Department of Chemistry & School of Pharmacy, University of Wisconsin-Madison , Madison, Wisconsin 53705, United States.


Cerebrospinal fluid (CSF) is a low protein content biological fluid with a dynamic range spanning at least 9 orders of magnitude in protein content and is in direct contact with the brain. A modified IgY-14 immunodepletion treatment was performed to enhance analysis of the low volumes of CSF that are obtainable from mice. As a model system in which to test this approach, we utilized transgenic mice that overexpress the intermediate filament glial fibrillary acidic protein (GFAP). These mice are models for Alexander disease (AxD), a severe leukodystrophy in humans. From the CSF of control and transgenic mice we report the identification of 289 proteins, with relative quantification of 103 proteins.
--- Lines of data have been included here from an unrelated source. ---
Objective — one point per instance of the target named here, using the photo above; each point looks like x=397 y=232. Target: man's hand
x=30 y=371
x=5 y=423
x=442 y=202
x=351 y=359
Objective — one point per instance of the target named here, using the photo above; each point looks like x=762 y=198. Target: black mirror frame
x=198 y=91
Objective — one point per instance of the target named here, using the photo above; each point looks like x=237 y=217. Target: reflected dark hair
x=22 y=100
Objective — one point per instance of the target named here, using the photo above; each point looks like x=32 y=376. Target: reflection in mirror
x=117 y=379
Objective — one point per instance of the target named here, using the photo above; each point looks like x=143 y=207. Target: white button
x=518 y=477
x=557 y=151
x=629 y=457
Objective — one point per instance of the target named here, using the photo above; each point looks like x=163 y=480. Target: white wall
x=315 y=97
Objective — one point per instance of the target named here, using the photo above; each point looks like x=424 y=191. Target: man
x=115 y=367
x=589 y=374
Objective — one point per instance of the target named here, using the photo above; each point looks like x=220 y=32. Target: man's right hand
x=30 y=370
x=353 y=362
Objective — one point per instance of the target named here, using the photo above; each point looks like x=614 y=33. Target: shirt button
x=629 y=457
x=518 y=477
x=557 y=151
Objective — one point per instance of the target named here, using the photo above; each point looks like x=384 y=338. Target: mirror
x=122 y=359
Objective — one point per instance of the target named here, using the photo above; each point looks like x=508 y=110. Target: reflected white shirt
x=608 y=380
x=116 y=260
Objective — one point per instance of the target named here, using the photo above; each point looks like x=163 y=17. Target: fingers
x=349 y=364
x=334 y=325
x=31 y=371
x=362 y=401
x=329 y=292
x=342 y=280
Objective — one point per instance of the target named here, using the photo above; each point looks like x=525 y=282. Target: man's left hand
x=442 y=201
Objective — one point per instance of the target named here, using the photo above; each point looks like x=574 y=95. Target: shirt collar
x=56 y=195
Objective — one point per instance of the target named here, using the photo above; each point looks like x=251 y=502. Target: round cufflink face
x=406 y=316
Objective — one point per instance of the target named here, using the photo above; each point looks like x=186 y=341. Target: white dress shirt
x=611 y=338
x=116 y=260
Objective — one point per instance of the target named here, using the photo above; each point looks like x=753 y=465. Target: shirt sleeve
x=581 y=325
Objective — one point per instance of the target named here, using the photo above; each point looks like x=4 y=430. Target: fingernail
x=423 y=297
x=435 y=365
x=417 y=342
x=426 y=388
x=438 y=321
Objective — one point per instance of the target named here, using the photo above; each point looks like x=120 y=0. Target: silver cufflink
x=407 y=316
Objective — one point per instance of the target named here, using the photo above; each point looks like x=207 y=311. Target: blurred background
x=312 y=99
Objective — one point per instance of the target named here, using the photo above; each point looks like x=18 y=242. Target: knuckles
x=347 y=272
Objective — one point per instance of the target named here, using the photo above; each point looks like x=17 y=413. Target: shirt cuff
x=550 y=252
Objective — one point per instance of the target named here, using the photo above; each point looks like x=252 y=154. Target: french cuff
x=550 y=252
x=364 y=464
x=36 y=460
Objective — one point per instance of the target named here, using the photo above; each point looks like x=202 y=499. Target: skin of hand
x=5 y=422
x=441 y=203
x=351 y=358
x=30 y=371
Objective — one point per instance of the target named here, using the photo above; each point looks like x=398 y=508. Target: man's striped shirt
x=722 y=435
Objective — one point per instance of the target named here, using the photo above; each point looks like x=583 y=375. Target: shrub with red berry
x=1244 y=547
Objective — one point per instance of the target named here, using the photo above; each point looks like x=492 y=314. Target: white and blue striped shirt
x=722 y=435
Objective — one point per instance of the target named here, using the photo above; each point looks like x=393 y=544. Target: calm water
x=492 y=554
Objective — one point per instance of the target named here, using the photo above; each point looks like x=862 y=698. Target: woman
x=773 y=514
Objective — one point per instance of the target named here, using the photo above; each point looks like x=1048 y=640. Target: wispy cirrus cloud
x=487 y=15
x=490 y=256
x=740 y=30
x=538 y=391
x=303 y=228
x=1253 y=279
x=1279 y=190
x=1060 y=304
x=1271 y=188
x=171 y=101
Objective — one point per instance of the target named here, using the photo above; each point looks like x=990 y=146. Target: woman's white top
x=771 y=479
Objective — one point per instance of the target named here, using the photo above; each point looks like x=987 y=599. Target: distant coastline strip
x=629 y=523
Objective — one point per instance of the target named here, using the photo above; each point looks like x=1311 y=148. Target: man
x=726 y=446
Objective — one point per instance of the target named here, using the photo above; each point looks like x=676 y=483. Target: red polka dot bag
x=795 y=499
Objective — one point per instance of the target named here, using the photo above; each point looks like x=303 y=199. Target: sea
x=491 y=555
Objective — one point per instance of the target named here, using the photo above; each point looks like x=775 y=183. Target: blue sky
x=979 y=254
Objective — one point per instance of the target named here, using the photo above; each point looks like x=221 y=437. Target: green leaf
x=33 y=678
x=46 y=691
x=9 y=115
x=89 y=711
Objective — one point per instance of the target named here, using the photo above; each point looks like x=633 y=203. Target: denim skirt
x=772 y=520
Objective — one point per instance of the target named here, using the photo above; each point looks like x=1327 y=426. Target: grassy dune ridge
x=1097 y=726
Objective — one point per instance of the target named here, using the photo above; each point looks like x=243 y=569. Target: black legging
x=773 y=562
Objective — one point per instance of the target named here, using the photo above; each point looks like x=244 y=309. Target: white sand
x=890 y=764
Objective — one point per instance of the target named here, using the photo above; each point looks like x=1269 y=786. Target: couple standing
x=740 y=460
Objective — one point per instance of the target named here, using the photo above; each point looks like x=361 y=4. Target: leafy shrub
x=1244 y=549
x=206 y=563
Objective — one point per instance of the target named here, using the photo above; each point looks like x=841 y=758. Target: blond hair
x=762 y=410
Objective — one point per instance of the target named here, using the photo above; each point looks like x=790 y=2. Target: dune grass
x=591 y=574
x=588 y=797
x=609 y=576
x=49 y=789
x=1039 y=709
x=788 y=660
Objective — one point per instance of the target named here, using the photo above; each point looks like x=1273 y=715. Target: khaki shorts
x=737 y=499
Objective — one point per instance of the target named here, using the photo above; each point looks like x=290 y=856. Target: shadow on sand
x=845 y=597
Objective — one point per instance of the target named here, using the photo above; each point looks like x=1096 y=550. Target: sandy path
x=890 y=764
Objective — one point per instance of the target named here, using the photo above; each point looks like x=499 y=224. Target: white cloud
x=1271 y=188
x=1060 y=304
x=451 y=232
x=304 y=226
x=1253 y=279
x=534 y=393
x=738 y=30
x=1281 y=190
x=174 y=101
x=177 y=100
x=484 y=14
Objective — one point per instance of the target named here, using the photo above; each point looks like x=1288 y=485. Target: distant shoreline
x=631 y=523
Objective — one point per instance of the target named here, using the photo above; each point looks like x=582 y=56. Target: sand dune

Biological and technical triplicates were performed to address animal variability as well as reproducibility in mass spectrometric analysis. Relative quantitation was performed using distributive normalized spectral abundance factor (dNSAF) spectral counting analysis. A panel of biomarker proteins with significant changes in the CSF of GFAP transgenic mice has been identified with validation from enzyme-linked immunosorbent assay (ELISA) and microarray data, demonstrating the utility of our methodology and providing interesting targets for future investigations on the molecular and pathological aspects of AxD.